Valverde Sergi, Vidiella Blai, Martínez-Redondo Gemma I, Duran-Nebreda Salva, Fernández Rosa, Bombarely Aureliano, Rojas Ana M, Bentley R Alexander
Evolution of Networks Lab, Institute of Evolutionary Biology (CSIC-UPF), Passeig Marítim de la Barceloneta 37-49, Barcelona 08003, Spain.
Center for the Dynamics of Social Complexity (DySoC), University of Tennesee, Knoxville, TN 37996, USA.
Mol Biol Evol. 2025 Jun 4;42(6). doi: 10.1093/molbev/msaf148.
The Gene Ontology is a central resource for representing biological knowledge, yet its internal structure is often treated as static-or as a black box-in computational analyses. Here, we examine 15 years of Gene Ontology evolution using network-based methods, revealing that Gene Ontology changes not only through incremental growth but also through punctuated, curator-driven restructuring. In particular, we document a major reorganization of the Cellular Component branch in 2019, where broad "part" terms were removed and the ontology was modularized into distinct domains for anatomical entities and protein-containing complexes. Semantic modularity aligns Gene Ontology with emerging frameworks such as the Common Anatomy Reference Ontology and Gene Ontology-Causal Activity Modeling, but also disrupts similarity metrics that rely solely on hierarchical proximity. More broadly, the restructuring of the cellular components branch consolidates a shift toward treating Gene Ontology as a multi-layer semantic network-a transformation rooted in a decade-long process of scientific and social consensus across institutions. These findings underscore the need for version-aware, multi-layer models to ensure reproducibility and interpretability-and to better represent biological function across compositional, spatial, and regulatory dimensions as ontologies continue to evolve.

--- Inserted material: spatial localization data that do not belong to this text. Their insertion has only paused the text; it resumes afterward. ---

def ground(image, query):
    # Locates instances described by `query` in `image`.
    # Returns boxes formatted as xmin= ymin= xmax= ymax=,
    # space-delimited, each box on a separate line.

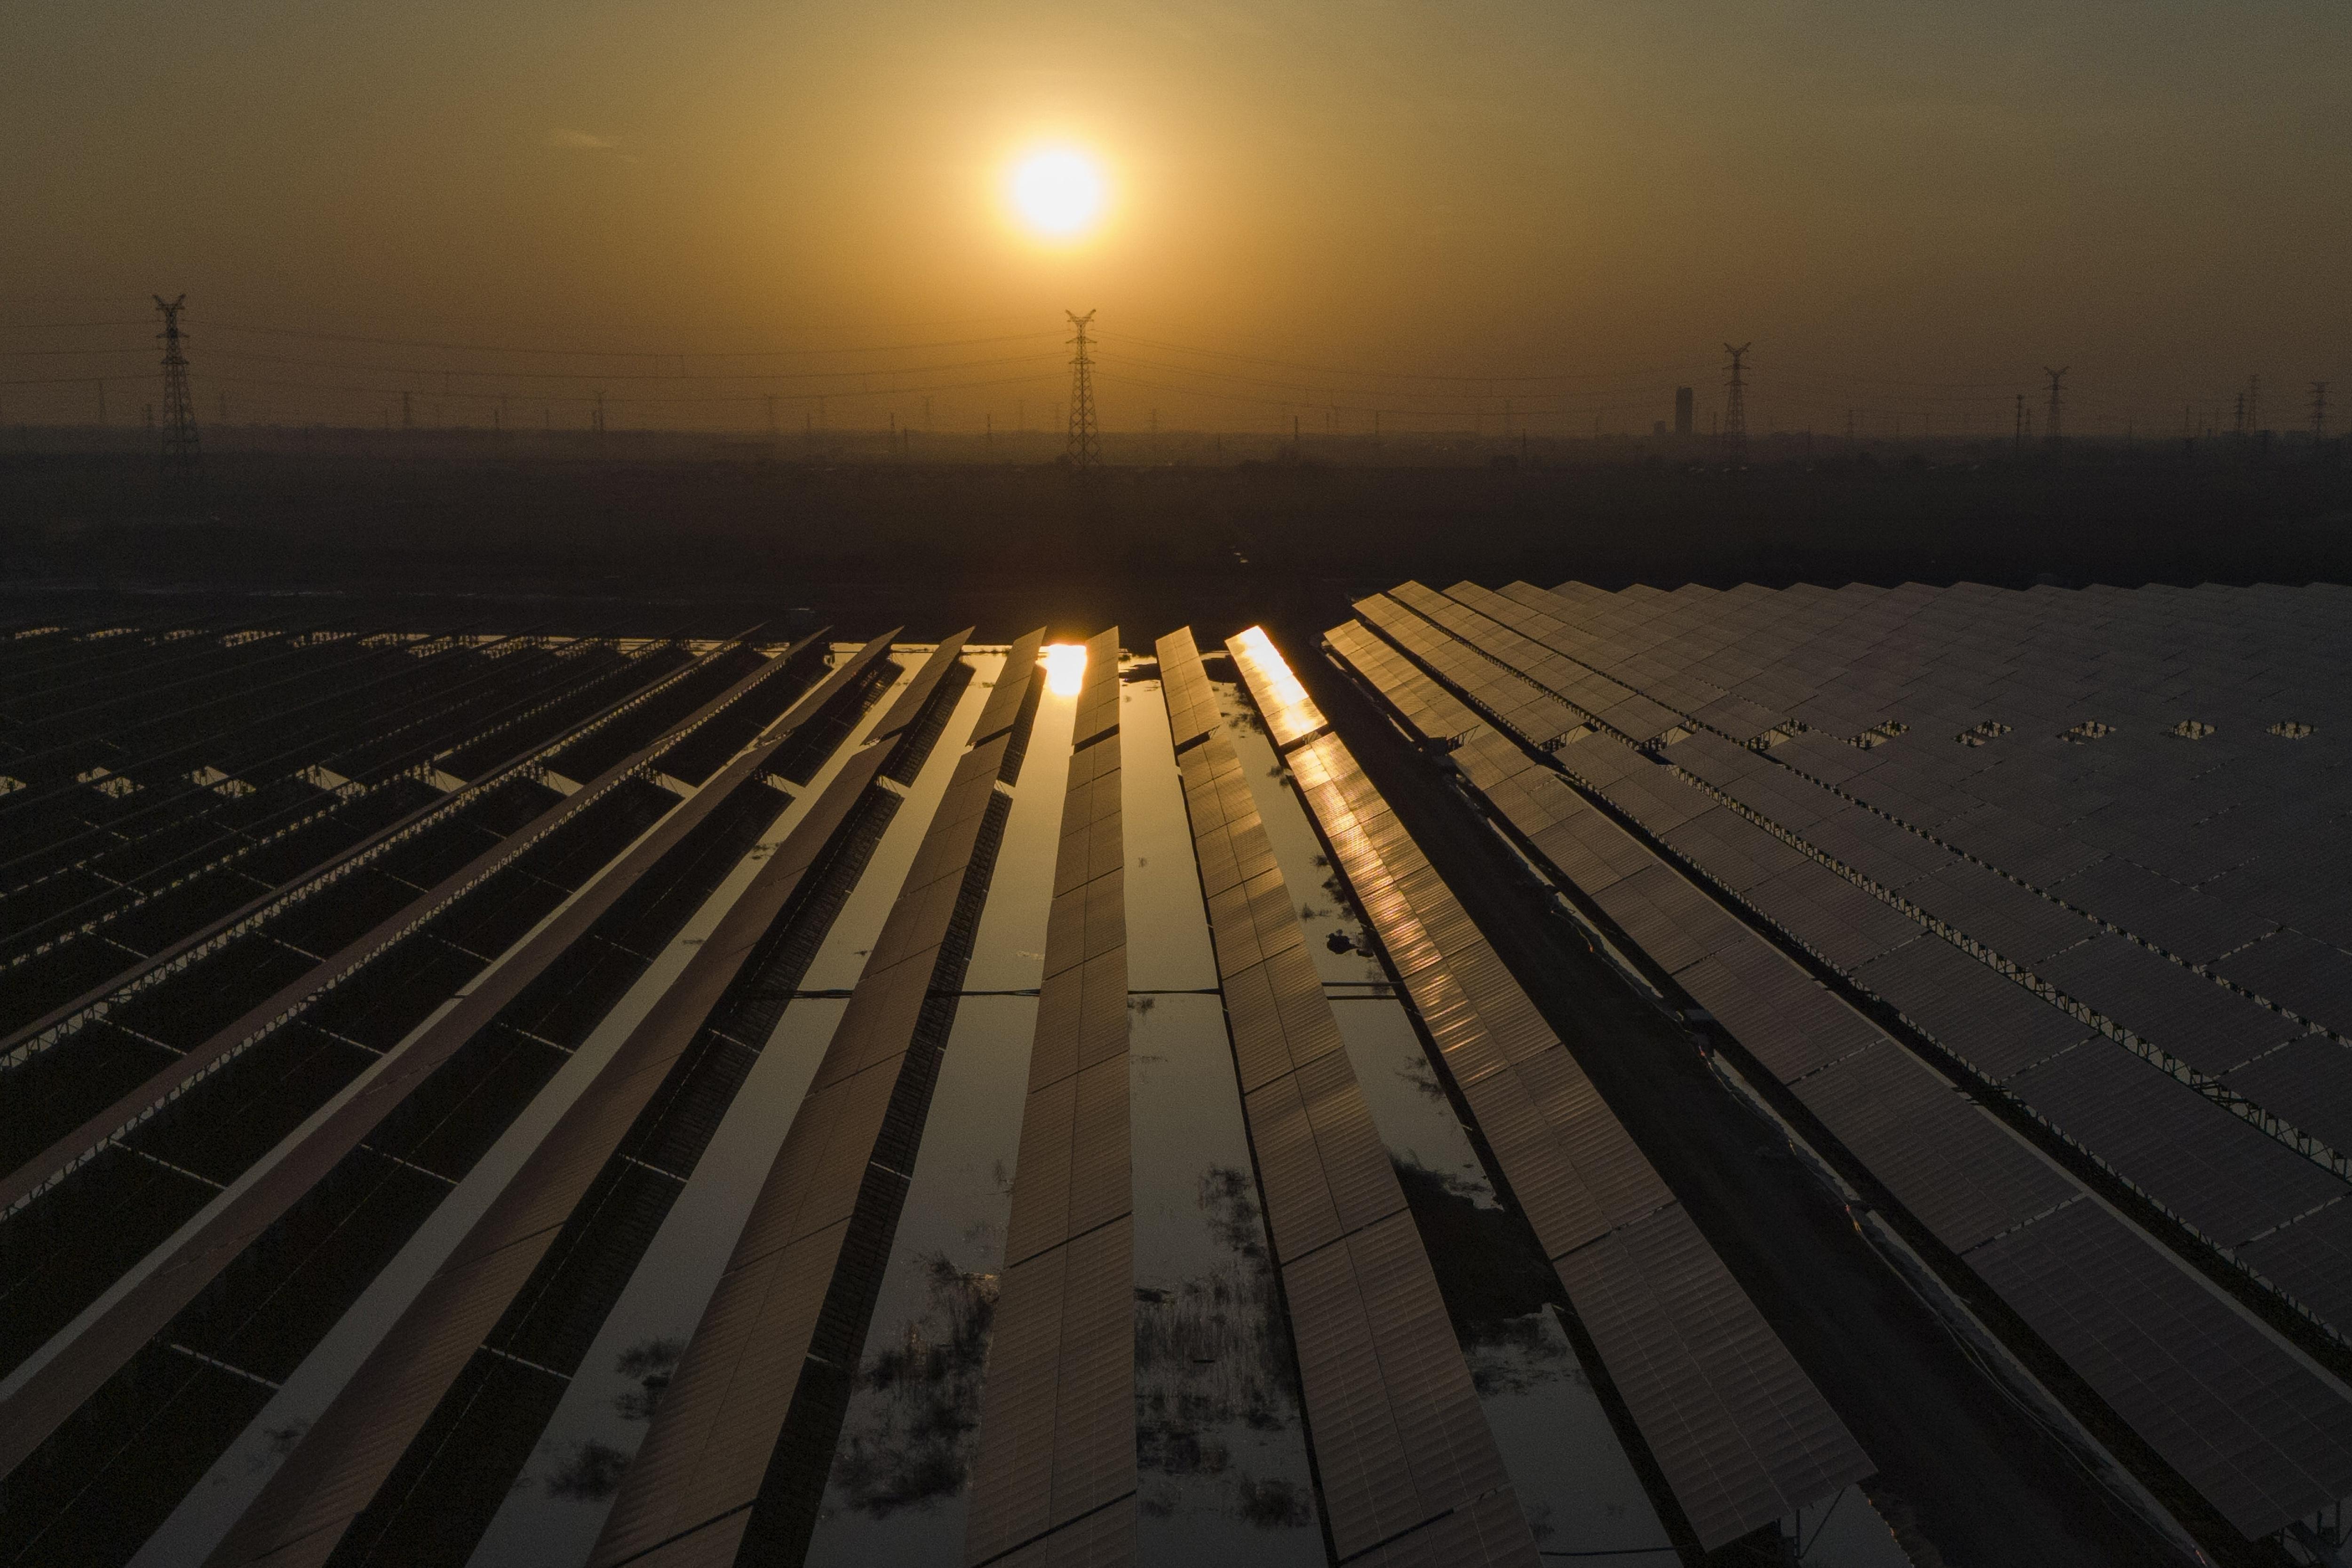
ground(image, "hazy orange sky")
xmin=5 ymin=1 xmax=2348 ymax=436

基因本体论是表示生物知识的核心资源,但其内部结构在计算分析中常常被视为静态的——或者像一个黑匣子。在这里,我们使用基于网络的方法研究了15年的基因本体论演变,发现基因本体论不仅通过增量增长发生变化,还通过间断的、由策展人驱动的重组发生变化。特别是,我们记录了2019年细胞组分分支的一次重大重组,其中广泛的“部分”术语被删除,并且本体被模块化成用于解剖实体和含蛋白质复合物的不同领域。语义模块化使基因本体论与诸如通用解剖学参考本体论和基因本体论-因果活动建模等新兴框架保持一致,但也扰乱了仅依赖层次接近度的相似性度量。更广泛地说,细胞组分分支的重组巩固了将基因本体论视为多层语义网络的转变——这种转变源于跨机构长达十年的科学和社会共识过程。这些发现强调了对版本感知的多层模型的需求,以确保可重复性和可解释性——并在本体不断发展的过程中更好地表示跨组成、空间和调节维度的生物功能。